With all the research being done into using Microsoft’s Kinect camera for motion capture at the moment it looks like an affordable mo-cap solution is a couple of months away from becoming established.
What are the benefits of keyframe and of mocap? What do you use? Would you use another method if it was available?
First of all, high quality motion capture is difficult to achieve, and I doubt the Kinect effort is going to be anything but a curiosity for some time to come.
And, before you jump headfirst into MoCap, understand that there are some real disadvantages to using MoCap instead of key-framing animation by hand. For one thing. Motion capture has a certain “slippery” feel to it. For another it is putting a key on every frame of your animation which doesn’t leave you any room to tweak things.
Animation needs to be set up… the pose needs to be right, and the major movements are set-up carefully… with some exagerration usually, as well as a dynamic pose coming in and out of the motion.
An actor wearing a mocap suit isn’t thinking of any of these things. The result is that the “natural” movement from MoCap does not look right to the human eye. Instead, it looks kind of creepy. (For a lot more on this subject, google “The Uncanny Valley.”) I don’t know if you saw Beowulf, but that was supposed to be a full MoCap effort… they didn’t like the result and redid a lot of the scenes by hand, anyway. OTOH, look at a movie like The Lion King, Tangled, or Shrek, and the characters seem more “alive” than the straight-on “Natural Capture” of Beowulf. Avatar used a lot of Motion Capture, but they didn’t use it exclusively… and they were tweaking it like crazy… in the end, you almost have to wonder if they wouldn’t have been better off by just letting a team of animators do it all by hand.

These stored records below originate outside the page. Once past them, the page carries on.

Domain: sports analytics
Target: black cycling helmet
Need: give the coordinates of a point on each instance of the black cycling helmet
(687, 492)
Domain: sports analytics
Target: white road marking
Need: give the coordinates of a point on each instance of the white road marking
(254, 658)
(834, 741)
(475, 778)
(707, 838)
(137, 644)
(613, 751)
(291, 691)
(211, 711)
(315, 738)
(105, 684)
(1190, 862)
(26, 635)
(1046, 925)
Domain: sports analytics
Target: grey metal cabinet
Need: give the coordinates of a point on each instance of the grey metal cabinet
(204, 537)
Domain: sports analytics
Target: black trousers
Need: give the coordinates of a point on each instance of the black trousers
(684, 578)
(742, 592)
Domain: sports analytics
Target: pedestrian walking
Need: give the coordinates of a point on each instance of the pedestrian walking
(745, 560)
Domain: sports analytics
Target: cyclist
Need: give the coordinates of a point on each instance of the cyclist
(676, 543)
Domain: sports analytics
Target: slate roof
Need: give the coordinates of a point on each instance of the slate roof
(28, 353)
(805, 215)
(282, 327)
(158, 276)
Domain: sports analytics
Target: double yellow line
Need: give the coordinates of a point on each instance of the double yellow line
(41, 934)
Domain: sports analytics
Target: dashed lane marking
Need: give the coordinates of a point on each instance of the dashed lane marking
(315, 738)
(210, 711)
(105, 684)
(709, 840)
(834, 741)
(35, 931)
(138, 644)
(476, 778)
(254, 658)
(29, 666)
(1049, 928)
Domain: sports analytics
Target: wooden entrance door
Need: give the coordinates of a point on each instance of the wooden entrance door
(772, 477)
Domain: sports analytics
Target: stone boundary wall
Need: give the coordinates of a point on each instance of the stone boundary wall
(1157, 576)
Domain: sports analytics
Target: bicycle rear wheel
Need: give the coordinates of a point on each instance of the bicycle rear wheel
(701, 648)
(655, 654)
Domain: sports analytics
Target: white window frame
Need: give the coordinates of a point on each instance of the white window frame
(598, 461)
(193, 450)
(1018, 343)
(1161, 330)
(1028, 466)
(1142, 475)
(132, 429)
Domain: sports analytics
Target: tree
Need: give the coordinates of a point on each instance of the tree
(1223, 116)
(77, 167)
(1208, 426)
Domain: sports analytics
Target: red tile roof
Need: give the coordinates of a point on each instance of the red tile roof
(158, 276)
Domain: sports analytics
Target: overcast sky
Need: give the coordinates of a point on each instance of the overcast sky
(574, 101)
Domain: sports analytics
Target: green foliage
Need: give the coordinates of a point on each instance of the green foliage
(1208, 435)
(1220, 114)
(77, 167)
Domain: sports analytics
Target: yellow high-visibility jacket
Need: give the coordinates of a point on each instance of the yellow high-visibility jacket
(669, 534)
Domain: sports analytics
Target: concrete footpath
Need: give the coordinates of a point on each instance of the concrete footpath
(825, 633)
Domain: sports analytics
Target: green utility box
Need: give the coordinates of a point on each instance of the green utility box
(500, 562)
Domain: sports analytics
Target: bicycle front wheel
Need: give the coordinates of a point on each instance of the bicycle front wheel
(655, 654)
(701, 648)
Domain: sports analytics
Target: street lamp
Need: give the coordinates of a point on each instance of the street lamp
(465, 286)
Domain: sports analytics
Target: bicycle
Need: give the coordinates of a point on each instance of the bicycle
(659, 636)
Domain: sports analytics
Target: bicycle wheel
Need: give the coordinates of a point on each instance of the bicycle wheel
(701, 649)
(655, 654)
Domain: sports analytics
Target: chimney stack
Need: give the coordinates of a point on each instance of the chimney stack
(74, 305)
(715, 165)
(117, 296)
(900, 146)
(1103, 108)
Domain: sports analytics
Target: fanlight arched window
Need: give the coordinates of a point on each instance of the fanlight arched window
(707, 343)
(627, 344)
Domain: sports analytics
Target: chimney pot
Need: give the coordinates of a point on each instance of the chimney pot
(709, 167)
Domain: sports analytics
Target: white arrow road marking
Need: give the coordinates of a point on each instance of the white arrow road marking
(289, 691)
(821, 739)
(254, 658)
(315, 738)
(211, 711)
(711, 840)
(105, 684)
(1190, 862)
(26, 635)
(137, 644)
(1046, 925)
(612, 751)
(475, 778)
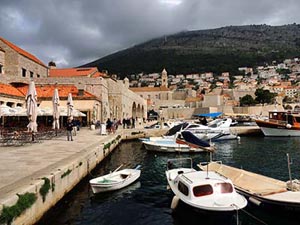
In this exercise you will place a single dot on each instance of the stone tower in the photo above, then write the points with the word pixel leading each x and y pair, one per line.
pixel 164 78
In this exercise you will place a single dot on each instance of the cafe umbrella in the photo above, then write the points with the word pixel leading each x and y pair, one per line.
pixel 31 108
pixel 56 111
pixel 70 107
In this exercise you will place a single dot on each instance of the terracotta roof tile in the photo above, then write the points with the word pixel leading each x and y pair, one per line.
pixel 192 99
pixel 22 52
pixel 10 90
pixel 75 72
pixel 149 89
pixel 46 91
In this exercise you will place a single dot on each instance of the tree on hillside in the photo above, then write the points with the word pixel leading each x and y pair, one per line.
pixel 264 96
pixel 247 100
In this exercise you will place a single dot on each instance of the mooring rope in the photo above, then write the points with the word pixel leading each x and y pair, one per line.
pixel 254 217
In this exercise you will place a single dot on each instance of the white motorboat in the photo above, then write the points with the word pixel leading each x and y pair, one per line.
pixel 280 123
pixel 216 130
pixel 168 145
pixel 183 141
pixel 204 190
pixel 261 190
pixel 115 180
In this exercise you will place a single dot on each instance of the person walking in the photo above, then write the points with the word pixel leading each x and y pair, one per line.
pixel 69 129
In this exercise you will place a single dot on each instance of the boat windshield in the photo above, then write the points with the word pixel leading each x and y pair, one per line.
pixel 223 188
pixel 202 190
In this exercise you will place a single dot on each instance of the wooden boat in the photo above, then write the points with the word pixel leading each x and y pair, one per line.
pixel 183 141
pixel 281 123
pixel 207 191
pixel 261 190
pixel 115 180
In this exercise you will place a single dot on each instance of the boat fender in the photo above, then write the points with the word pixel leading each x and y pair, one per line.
pixel 175 202
pixel 255 201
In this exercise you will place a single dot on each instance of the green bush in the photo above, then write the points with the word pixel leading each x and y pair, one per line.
pixel 66 173
pixel 45 188
pixel 24 202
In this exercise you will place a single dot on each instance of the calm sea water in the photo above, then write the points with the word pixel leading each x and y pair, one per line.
pixel 148 201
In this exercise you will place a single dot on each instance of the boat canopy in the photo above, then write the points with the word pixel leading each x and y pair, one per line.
pixel 177 128
pixel 213 115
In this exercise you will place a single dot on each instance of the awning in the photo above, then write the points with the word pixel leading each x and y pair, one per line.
pixel 213 115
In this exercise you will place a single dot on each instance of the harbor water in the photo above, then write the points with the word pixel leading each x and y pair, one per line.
pixel 148 200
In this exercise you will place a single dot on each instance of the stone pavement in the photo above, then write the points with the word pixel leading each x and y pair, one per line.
pixel 20 165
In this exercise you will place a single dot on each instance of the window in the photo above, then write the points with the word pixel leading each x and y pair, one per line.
pixel 202 190
pixel 183 188
pixel 223 188
pixel 23 72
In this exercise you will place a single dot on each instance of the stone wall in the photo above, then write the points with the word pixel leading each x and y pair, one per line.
pixel 62 180
pixel 33 69
pixel 14 62
pixel 2 60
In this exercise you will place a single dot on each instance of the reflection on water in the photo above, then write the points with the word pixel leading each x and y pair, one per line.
pixel 147 201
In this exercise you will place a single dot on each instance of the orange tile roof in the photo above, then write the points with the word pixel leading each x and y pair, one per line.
pixel 75 72
pixel 46 91
pixel 192 99
pixel 10 90
pixel 22 52
pixel 149 89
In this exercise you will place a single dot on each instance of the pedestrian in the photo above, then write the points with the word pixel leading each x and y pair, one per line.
pixel 109 125
pixel 69 129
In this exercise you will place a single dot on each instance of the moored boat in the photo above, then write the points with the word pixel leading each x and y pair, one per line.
pixel 281 123
pixel 207 191
pixel 115 180
pixel 183 141
pixel 263 191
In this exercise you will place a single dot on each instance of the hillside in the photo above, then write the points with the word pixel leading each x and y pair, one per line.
pixel 215 50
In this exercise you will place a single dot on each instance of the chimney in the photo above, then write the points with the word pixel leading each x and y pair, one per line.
pixel 52 65
pixel 80 88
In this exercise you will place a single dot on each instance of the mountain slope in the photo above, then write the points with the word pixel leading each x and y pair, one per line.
pixel 215 50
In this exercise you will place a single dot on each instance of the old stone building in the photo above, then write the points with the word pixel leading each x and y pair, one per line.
pixel 21 64
pixel 96 94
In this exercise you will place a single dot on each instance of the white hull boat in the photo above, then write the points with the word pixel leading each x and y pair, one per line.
pixel 262 191
pixel 168 145
pixel 183 141
pixel 281 123
pixel 217 130
pixel 115 180
pixel 203 190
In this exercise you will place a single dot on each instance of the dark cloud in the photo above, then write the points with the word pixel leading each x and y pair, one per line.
pixel 74 32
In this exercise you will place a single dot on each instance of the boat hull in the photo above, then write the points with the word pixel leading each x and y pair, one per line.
pixel 277 130
pixel 217 204
pixel 262 191
pixel 161 146
pixel 99 186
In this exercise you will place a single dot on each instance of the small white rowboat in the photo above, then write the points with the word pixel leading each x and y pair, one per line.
pixel 115 180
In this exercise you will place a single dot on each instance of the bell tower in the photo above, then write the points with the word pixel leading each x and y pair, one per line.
pixel 164 78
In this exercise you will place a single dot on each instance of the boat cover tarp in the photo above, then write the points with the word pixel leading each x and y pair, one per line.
pixel 176 129
pixel 252 183
pixel 193 141
pixel 213 115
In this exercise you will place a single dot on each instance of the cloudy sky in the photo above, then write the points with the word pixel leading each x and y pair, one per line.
pixel 75 32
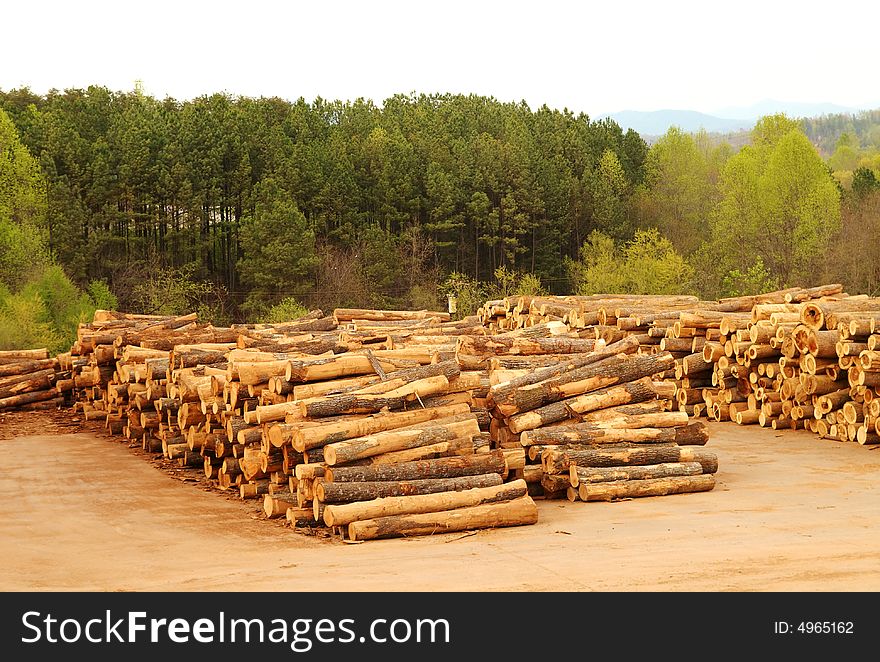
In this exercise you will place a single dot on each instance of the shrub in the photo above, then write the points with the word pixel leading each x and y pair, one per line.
pixel 646 265
pixel 286 310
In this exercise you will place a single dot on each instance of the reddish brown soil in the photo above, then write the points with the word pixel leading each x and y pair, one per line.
pixel 790 512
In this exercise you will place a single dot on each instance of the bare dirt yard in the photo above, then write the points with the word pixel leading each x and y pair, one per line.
pixel 790 512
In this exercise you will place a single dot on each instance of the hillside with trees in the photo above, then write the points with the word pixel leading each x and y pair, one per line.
pixel 244 208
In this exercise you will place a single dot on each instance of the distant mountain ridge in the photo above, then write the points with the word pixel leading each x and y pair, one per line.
pixel 725 120
pixel 657 122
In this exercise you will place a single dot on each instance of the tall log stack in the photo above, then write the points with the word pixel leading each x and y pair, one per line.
pixel 599 408
pixel 29 379
pixel 282 411
pixel 806 362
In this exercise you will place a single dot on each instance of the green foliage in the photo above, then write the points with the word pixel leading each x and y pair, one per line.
pixel 286 310
pixel 864 182
pixel 65 305
pixel 680 187
pixel 754 280
pixel 167 291
pixel 25 323
pixel 609 195
pixel 648 264
pixel 22 252
pixel 240 188
pixel 770 129
pixel 469 293
pixel 22 190
pixel 101 296
pixel 530 285
pixel 778 203
pixel 278 246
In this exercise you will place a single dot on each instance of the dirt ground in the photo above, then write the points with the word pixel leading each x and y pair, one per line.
pixel 790 512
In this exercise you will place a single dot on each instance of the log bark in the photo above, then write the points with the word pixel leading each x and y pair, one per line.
pixel 276 505
pixel 312 437
pixel 695 434
pixel 27 398
pixel 445 467
pixel 18 355
pixel 627 489
pixel 589 434
pixel 814 313
pixel 616 420
pixel 494 345
pixel 340 515
pixel 608 372
pixel 18 384
pixel 364 491
pixel 579 475
pixel 504 392
pixel 558 461
pixel 463 446
pixel 26 367
pixel 333 367
pixel 632 392
pixel 351 404
pixel 509 513
pixel 395 440
pixel 349 314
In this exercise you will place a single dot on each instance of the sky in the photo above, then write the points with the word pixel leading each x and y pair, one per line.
pixel 594 57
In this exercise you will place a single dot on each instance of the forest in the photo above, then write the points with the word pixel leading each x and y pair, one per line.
pixel 260 208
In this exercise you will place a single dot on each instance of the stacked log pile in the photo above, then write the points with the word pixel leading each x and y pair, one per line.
pixel 29 379
pixel 596 406
pixel 285 412
pixel 803 363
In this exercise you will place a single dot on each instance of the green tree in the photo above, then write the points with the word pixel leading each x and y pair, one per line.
pixel 609 196
pixel 648 264
pixel 278 247
pixel 779 203
pixel 680 188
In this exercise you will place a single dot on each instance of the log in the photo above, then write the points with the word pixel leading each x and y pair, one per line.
pixel 632 392
pixel 340 515
pixel 349 314
pixel 509 513
pixel 504 392
pixel 590 434
pixel 276 505
pixel 484 346
pixel 626 489
pixel 559 461
pixel 445 467
pixel 350 404
pixel 26 367
pixel 38 381
pixel 18 355
pixel 608 372
pixel 333 367
pixel 346 492
pixel 694 434
pixel 579 475
pixel 395 440
pixel 463 446
pixel 27 398
pixel 304 438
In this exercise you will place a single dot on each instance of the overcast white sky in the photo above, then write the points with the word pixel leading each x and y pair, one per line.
pixel 592 57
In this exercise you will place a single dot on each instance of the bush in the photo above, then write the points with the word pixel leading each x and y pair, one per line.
pixel 169 291
pixel 469 293
pixel 22 253
pixel 286 310
pixel 646 265
pixel 25 324
pixel 755 280
pixel 101 296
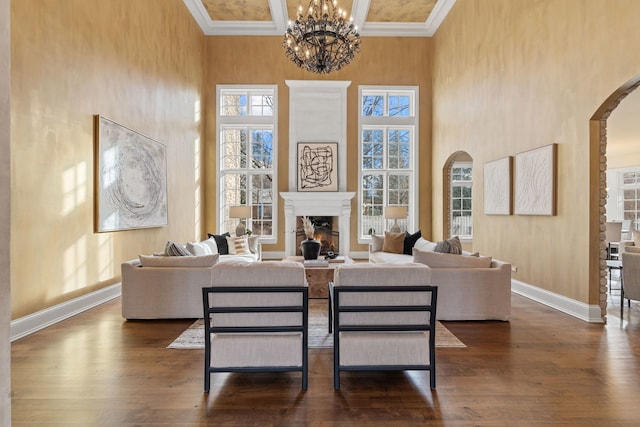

MoCap has its place. For background animation, it is fine. As a reference, it is great. For actions in a game, it is fine. But for the actions of a “Hero” in an animated short, it probably isn’t going to give you what you are after – unless you have VERY good moCap equipment, top notch MoCap artists, and an ace MoCap technical director. Honestly… to do motion capture right is really hard… maybe harder than just learning to do it by hand. And even if you decide to use MoCap. you will probably end up wanting to tweak things – so you need to learn how to pose to pose keyframe.
There are bvh importers that put a keyframe on every frame… this is not required. You can resample mocaps to make them a lot more sparse, or clean the fcurves. I posted a modified import script for 2.56 here http://blenderartists.org/forum/showthread.php?t=201749.
Resampling with a tool like bvhacker gives so much more room to move.
I have worked with mocap before. I second MarkJoel60. It is not like a one click solution, there are always glitches that need manual fixing. If your characters proportions are too far from normal humans, it will get more messy too. It has it’s place for realistic VFX motion stuff and games. It will definitely not give you the sweet artsy pixar stuff, in case you are looking for that.
There’s also some growing capabilities in the middle ground between human mo-cap and traditional keyframing: mechanima. (I really need to set up some tutorials showing how I do it.) Basically though, with the animation running, av-synch and “record keyframes” turned on, manipulations in object and pose mode turn into animations automatically, allowing a sort of real time puppeteering process. So far what I’ve found is that it tends to look rough, but can take VERY little time to just lay down a basic animation, and I think there’s probably some hope to use Simplify Curves to pare down the keyframes and tweak as in traditional methods from there. (I’m also hoping to one day make a bunch of helper scripts for this technique but presently they’re a bit pipe-dreamy.)